Ninja in Evil Land

The prerequisites to understand this approach are Euler Totient Function, Primitive root and Fermat little theorem.

Here I will be using definitions and results of some theorems in the solution without formal proofs. I have provided the links to these theorems you can go through them before proceeding.

First of all we pay attention to special case when ‘F’ is 0. In this case the answer will be number of zeroes in the array.

A number g is called a primitive root modulo n if every number coprime to n is congruent to the power of g modulo n. Mathematically, g is a primitive root modulo n if and only if for any integer x such that gcd(x,n) = 1, there exists an integer k such that:

g^k ≡ x (mod n)

Since our Modulo ‘M’ in this problem is prime then we can find a primitive root for it and write all numbers of array ‘ARR’ as a power of this primitive root R.

Formally speaking, let’s replace each element in array ARR : ARR[i] = f(ARR[i]) such that R^ARR[i] ≡ ARR[i] (mod M)

In this case let’s suppose we picked a set of ‘K’ plans {X₁, X₂, .. X_k,} then:

X₁ * X₂ * .. * X_k ≡ R^{f(x1) + f(x2) + .. + f(xk)} 

According to Fermal Little Theorem if ‘M’ is prime then:

a^M ≡ a (mod M)

a^x ≡ a^{x mod (M - 1)}  (mod M)

Now,

X₁ * X₂ * .. * X_k ≡ F(mod M) if and only if f(X₁) + f(X₂) + .. + f(X_k) = f(F)(mod (M - 1))

where ‘F’ is coins which Ninja’s bank cannot contain.

So after transforming the array with our function f we need to remove the minimum number of elements such that it’s impossible to form a multiset with the numbers such that the sum of this multiset’s elements is equal to f(F) (modulo M - 1).
 

We need to remove the minimum number of elements from our array ‘ARR’ such that gcd(elements in ARR) is not divisible by f(F).

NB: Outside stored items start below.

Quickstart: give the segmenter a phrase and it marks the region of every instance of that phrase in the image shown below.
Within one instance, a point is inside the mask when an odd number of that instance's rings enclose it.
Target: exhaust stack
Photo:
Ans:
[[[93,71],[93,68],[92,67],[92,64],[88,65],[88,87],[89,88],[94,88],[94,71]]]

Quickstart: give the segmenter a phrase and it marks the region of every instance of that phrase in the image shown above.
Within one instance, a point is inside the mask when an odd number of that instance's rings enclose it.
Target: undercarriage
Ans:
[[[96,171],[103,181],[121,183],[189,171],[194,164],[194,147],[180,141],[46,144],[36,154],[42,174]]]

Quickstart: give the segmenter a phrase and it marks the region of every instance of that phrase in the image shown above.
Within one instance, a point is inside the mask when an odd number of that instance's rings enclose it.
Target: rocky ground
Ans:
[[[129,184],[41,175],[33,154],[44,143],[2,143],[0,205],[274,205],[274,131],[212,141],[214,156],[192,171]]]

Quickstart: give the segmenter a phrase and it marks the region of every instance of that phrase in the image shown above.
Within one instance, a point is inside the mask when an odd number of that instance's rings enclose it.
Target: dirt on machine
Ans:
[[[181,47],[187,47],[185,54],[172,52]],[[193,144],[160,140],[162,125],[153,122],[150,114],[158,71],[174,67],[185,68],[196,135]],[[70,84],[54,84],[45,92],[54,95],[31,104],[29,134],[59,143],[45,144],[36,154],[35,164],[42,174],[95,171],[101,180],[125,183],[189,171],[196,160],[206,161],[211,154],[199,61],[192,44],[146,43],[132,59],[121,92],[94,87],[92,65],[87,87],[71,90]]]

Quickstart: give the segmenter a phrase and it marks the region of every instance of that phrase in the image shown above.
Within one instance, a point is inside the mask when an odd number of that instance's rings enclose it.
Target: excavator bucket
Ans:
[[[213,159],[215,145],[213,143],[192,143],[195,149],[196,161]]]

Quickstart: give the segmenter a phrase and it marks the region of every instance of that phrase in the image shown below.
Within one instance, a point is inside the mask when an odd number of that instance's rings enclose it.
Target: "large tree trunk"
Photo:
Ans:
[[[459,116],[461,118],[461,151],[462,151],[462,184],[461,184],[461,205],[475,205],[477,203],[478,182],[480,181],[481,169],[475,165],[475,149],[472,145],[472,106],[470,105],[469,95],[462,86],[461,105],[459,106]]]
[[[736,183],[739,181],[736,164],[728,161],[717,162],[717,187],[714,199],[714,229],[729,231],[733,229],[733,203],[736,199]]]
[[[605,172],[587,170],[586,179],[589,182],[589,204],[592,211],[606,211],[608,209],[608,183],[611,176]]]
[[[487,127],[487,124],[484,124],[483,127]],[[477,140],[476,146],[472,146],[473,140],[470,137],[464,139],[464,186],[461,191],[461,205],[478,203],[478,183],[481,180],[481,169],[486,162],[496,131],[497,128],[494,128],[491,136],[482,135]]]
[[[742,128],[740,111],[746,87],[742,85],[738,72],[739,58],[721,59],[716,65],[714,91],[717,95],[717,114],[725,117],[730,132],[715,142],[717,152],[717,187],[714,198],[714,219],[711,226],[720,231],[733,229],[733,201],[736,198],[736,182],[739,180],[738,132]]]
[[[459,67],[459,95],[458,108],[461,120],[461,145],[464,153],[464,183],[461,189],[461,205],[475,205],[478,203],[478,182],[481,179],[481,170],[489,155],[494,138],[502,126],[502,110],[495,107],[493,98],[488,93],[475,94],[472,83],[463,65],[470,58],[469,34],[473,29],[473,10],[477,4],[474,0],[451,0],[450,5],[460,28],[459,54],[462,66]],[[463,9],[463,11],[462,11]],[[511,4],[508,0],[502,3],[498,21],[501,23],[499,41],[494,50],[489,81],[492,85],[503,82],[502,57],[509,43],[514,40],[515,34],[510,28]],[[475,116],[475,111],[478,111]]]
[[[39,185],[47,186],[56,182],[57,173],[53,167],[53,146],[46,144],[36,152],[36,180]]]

So let’s fix our final GCD of the array let’s call it G_arr and for each possible value we count all multiples of G_arr so we keep them in array and remove rest of elements. After examining all possible values of G_arr we take best choice.

The steps are as follows :

1. Declare two arrays, ‘revPower’ and ‘cnt’ which will used to get our transformed array from function ‘f’.
2. Initialize all values in ‘revPower’ to -1 and ‘cnt’ to 0.
3. Get the primitive root of ‘M’ and store it in ‘root’.
4. Declare a variable ‘curr’ which will be used to get powers of root. Mark ‘revPower[curr]’ as 0.
5. First we check for our special case.
6. If ‘F’ is 0:
   • Count zeroes in ‘ARR’
   • Return the count of zeroes.
7. Declare ‘j’ and initialize it to 1
8. while True:
   • Multiple curr by root
   • Set curr as curr% M
   • if revPower[curr] !is equal to -1:
     • Break, 
   • Set revPower[curr] as j
   • Increase j by 1
9. Now transform array elements according to our function ‘f’.
10. for ‘i’ in [0, .. N - 1]:
    • Set ‘ARR[i]’ as ‘revPower[ARR[i]]’
    • Set ‘ARR[i]’ as ‘ARR[i]’ % ‘M’
    • Increase cnt[ARR[i]] by 1
11. Transform ‘F’ i.e. ‘F’ = revPower[F], ‘F’ %= (M - 1).
12. Declare a variable ‘ans’ which will store the maximum elements that can remain in ‘ARR’.
13. Declare an array ‘divisors’ to store all divisors of M - 1.
14. for ‘j’ in [1, .. M - 1]:
    • if (M - 1) % j is 0:
      • divisors.push(j)
15. for ‘d’ in ‘divisors’:
    • if ‘F’ % d is 0:
      • Continue
    • Declare ‘x’ as ‘cnt[0]’.
    • for ‘i’ in [d, .. M]:
      • ‘x’ += cnt[i]
    • ‘ans’ = max(ans, x)
16. Finally return ‘N’ - ‘ans’.

O( N + ( M * log( M ) ) ), where ‘N’ and ‘M’ are the number of Plans, Modulo number repectively.
 

For finding the root of ‘M’, ~M * (log( M ) ) time is required. And while transforming array we require ~N time.

Hence the time complexity is O( N + M*log(M) ).

O( M ), where ‘M’ is the number of Plans.
 

We are using ‘revPower’ and ‘cnt’ arrays.

Hence the space complexity is O( M ).